Executive Eddy Cue says story about Jobs throwing a pen at him is not true

Mar 20, 2014 13:25 GMT  ·  By

Until now we knew about at least one Apple executive who disapproved of Yukari Iwatani Kane’s “Haunted Empire: Apple After Steve Jobs.” Now there are two of them.

In what could well suggest that the entire book is spotted with fake accounts about what goes on in the meetings at 1 Infinite Loop, Cupertino, CA, a new report sheds light on a pretty embarrassing inaccuracy found in “Haunted Empire: Apple After Steve Jobs,” a book about post-Jobs Apple Inc. written by former Wall Street Journal technology reporter Yukari Iwatani Kane.

In the book, Kane writes at one point, “In his first days as CEO, Cook took two immediate actions. First he promoted Eddy Cue, Apple’s enormously popular vice president for Internet services. Cue had started out as an intern. In one version of a story that he told everyone, he was plucked out of the IT department by Jobs during a meeting in which he had dared to voice an opinion about the topic at hand.”

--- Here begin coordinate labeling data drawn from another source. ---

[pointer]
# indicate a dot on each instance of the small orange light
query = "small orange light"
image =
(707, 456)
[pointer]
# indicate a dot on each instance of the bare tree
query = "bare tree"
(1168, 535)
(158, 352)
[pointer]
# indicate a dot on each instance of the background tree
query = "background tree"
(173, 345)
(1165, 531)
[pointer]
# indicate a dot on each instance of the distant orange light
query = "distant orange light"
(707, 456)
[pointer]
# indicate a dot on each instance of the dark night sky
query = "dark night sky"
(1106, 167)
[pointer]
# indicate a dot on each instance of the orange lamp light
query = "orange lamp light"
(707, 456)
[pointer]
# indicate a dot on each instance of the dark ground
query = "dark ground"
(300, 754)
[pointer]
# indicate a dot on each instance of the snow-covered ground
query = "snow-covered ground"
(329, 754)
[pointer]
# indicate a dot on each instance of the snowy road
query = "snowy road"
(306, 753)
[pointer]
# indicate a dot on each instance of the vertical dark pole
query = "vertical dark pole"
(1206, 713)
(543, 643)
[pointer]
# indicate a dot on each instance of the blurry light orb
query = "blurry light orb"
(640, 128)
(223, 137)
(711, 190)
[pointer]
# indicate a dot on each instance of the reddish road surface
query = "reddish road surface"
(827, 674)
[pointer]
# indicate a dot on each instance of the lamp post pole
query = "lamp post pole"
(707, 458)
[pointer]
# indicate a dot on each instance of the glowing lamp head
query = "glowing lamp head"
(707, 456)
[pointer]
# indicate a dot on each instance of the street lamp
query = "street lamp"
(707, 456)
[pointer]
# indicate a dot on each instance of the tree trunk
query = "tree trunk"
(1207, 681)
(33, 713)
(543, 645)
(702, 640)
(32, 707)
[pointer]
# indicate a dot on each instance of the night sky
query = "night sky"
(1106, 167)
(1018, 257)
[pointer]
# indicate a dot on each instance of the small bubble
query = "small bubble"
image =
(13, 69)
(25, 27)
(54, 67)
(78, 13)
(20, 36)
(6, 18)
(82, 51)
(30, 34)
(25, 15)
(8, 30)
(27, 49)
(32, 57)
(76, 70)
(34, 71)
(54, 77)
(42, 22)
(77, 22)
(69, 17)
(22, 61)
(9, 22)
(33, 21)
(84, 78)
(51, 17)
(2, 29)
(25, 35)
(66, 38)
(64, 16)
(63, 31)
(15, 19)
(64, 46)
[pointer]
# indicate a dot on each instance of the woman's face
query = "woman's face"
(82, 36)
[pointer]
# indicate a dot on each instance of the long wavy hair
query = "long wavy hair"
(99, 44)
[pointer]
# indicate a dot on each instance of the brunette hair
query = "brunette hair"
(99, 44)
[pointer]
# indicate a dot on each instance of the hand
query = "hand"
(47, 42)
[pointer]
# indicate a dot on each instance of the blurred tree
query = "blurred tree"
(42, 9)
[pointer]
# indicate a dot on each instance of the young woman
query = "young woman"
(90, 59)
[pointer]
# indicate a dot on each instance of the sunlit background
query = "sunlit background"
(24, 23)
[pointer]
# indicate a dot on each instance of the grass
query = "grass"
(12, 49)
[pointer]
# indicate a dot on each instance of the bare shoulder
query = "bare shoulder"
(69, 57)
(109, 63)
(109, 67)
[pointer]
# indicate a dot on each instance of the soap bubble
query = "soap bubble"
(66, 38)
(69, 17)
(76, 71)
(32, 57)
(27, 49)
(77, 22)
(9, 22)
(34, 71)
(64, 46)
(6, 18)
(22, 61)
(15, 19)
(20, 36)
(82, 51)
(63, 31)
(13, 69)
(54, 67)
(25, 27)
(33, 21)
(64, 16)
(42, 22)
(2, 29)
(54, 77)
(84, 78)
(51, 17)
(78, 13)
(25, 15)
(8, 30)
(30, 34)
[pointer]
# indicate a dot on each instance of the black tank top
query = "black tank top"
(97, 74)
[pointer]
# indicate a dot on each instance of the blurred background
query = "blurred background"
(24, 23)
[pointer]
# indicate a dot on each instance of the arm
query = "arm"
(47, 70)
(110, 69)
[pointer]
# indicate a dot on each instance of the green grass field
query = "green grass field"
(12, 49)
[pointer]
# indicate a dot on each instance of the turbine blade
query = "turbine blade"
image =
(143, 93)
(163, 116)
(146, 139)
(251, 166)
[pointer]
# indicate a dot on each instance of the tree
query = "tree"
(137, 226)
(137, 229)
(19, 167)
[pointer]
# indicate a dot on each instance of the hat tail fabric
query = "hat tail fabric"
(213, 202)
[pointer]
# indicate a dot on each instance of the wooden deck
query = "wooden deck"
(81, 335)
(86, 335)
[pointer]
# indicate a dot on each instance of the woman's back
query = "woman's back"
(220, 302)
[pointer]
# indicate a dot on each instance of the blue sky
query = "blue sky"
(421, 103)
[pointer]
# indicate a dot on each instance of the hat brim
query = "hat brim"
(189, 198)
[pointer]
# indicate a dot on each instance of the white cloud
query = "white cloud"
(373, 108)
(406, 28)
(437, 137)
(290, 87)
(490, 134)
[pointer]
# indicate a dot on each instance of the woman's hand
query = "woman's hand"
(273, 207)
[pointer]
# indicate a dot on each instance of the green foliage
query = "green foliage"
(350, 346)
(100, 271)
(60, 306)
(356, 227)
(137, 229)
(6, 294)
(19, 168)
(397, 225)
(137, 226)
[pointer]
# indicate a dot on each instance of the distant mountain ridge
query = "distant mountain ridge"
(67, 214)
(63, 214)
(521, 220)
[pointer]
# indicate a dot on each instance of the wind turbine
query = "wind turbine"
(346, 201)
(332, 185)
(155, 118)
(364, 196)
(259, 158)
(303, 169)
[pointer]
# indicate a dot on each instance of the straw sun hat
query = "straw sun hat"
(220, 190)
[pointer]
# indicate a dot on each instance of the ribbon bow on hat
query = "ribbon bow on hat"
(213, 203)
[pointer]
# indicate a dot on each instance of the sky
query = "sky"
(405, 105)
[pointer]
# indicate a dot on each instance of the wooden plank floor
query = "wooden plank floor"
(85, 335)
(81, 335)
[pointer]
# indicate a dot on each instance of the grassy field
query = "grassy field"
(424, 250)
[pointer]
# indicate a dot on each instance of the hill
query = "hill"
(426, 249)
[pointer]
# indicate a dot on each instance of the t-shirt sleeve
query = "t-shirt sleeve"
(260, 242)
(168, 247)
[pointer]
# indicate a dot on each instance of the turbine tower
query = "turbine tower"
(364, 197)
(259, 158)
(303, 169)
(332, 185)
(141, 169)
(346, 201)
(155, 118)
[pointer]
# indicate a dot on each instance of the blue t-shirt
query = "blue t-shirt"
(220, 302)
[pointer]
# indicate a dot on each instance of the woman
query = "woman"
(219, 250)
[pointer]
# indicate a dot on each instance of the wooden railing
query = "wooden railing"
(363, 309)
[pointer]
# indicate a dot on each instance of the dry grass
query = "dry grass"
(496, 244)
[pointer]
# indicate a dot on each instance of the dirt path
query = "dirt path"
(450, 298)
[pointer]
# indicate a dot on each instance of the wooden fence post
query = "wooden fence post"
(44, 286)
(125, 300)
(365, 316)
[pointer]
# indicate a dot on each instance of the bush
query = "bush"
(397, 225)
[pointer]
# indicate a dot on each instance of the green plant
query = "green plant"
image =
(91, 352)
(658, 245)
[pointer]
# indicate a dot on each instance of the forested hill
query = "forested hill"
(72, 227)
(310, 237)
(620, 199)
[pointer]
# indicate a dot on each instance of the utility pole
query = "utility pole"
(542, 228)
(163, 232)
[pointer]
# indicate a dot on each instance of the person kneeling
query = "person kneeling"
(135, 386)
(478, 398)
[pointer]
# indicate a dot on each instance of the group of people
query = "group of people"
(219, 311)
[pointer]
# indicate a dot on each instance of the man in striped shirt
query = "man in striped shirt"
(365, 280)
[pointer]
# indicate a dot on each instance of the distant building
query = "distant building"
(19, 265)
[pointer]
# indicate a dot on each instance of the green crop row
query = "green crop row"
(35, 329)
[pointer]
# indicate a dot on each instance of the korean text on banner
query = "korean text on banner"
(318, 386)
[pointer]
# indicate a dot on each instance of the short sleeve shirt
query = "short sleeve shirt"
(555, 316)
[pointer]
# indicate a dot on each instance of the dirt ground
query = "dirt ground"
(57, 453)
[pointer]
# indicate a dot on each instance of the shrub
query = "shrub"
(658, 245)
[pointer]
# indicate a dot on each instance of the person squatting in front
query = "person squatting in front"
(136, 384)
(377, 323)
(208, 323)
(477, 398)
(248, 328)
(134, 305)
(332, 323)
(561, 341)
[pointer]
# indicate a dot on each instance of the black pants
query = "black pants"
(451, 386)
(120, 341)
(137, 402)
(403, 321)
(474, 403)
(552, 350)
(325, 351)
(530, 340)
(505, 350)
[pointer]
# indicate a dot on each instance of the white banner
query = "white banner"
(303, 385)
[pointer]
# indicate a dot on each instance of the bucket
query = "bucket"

“When Jobs looked at him and told him to shut up, an undeterred Cue spoke up again, causing Jobs to throw a pen at his forehead. Cue, who by then figured he had nothing to lose, braced himself and offered his opinion for a third time. This time, he won Jobs’s approval.”

Jobs was known to be vocal, and he would throw a tantrum every now and then when people didn’t seem to resonate with him, but throwing pens at people? Surely Jobs was more mature than that.

Case in point, Eddy Cue confirms to 9to5mac’s Ben Mayo that Kane’s story is nonsense, just like the rest of her book if you were to ask Tim Cook.

“I am slightly obsessed with the anecdote about Jobs throwing a pen in your face. Is the story true?” reads Mayo’s email to Cue. To his surprise, Cue replied: “No, it’s not.”

So there you have it. Another debunked fact in “Haunted Empire: Apple After Steve Jobs.”

Yesterday, Softpedia outed an opinion piece titled “Apple ‘Haunted’ by Books Trying to Decipher Tim Cook,” where we discussed how Tim Cook is literally being harassed by the stories being dished out in the media about how he is nothing like Steve Jobs.

Iwatani Kane’s book has received generally negative reviews, most of which blame the author’s biased, assumptious take on Apple’s future without Steve Jobs at the helm.